We pay respect to efforts made in various areas to solve the problems of global warming and water, but we are increasingly requested to have patience and generosity to treat complicated problems as they are and to have intelligence that ensures diversity of thinking that the answer will never be one.

Difficult questions related to this diversity of thinking go to the heart of our civilized society.

For example, as you can see in the conflict between Brazil and the United States on the biodiversity treaty, the complex questions arise if rare species come to be recognized as resources to produce economic value such as for the development of new medicines: Who is the owner of the resource? Whom does the profit go to? Which is truly useful, the plant or the whole ecosystem in which the plant grows? Who is a fair body to preserve and use it, the company or the local community?

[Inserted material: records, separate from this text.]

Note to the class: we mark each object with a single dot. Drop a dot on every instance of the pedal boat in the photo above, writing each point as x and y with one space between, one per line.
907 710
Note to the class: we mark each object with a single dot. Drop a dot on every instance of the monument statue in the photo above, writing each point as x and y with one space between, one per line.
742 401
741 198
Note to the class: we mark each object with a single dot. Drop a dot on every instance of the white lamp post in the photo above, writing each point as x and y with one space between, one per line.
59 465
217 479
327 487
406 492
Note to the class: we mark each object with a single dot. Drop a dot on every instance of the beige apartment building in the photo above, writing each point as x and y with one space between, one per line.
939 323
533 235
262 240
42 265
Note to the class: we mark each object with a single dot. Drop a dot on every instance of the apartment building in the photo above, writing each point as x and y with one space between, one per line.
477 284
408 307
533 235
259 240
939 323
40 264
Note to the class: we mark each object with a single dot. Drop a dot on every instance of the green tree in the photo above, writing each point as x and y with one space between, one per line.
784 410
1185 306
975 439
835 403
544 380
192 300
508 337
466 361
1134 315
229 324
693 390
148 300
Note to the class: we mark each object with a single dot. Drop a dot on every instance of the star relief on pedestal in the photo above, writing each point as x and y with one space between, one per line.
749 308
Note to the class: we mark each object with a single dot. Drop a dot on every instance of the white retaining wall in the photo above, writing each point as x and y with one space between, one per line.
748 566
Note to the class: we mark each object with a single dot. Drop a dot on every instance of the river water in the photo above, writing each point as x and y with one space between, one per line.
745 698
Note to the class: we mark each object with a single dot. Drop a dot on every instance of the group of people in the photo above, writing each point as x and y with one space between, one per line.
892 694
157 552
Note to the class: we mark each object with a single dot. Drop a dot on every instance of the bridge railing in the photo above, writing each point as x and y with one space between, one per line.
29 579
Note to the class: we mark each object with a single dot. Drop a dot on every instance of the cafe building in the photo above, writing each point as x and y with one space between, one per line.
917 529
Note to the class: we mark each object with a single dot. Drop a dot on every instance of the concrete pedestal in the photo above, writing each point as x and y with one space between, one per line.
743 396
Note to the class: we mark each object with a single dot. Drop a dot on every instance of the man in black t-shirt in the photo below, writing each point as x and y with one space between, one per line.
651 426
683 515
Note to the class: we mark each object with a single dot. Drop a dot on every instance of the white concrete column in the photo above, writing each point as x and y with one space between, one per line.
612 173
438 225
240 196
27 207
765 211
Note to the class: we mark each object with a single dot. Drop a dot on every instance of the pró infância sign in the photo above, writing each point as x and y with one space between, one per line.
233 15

This does not sit at a political and economic level of profit distribution but reaches to the modern view of humans and nature, and eventually involves the ideological problem regarding the fundamental concept of ownership.

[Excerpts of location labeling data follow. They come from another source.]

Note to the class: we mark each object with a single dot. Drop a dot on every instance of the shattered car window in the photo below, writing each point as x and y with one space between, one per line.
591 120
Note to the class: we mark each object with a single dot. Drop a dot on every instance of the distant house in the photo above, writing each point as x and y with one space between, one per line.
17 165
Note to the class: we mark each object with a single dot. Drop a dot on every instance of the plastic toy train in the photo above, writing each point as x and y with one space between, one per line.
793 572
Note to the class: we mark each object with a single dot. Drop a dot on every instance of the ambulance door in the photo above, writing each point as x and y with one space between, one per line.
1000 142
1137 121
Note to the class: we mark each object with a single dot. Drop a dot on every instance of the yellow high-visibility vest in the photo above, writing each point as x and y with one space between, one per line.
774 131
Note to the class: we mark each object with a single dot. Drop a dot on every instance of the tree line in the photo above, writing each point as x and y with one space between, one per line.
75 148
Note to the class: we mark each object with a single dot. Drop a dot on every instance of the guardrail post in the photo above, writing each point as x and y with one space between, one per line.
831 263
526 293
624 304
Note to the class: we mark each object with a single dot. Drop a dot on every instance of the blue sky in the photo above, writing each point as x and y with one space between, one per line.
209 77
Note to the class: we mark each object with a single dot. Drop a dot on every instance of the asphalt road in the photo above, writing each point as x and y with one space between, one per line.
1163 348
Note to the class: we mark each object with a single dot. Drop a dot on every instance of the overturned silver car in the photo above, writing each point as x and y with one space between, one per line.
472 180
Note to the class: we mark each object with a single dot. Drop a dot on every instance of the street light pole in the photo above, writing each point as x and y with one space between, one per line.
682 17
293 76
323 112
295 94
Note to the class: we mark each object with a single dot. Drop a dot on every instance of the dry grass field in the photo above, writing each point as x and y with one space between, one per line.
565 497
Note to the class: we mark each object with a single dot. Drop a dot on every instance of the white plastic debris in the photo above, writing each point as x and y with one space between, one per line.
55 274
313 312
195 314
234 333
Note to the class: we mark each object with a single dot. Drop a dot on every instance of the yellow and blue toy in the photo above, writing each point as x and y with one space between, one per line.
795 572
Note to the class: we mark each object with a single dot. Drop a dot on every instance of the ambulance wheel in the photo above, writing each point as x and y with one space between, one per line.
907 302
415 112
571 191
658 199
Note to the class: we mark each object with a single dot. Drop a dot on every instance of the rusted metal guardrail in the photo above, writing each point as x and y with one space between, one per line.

For example, if we add something to nature by human wisdom and produce a new economic value, the genealogy since the days of J. Locke is that the ownership and beneficial interest of the natural resource entirely belong to its developer. In this context, the countries and regional communities that have forests or plants in their territories as natural resources are excluded from being beneficiaries (actually, the global codes of present patents and intellectual properties are managed based on such way of thinking).

What underlies this thinking is a modern western ideology that puts more emphasis on the human wisdom that creates added values by processing nature than natures wisdom (such a thing does not exist after all). In this sense, it is natural that this Exposition, which has “Nature's Wisdom" as a theme, should help us to rethink this type of modern ideological framework.

Discovery of values in diversity helps us to rethink the era of the modern age which sought for universality by denying diversity and, the present time also urges us to rethink our view of nature and view of humans which form the base of our economy and legal systems.

This complicated theme, which has diverse factors in itself, does not merely imply protection of rare species and emphasis on diverse personalities. I hope this forum will serve as the starting point of understanding this theme as the most important issue in designing the world with a century and a millennium from now in perspective.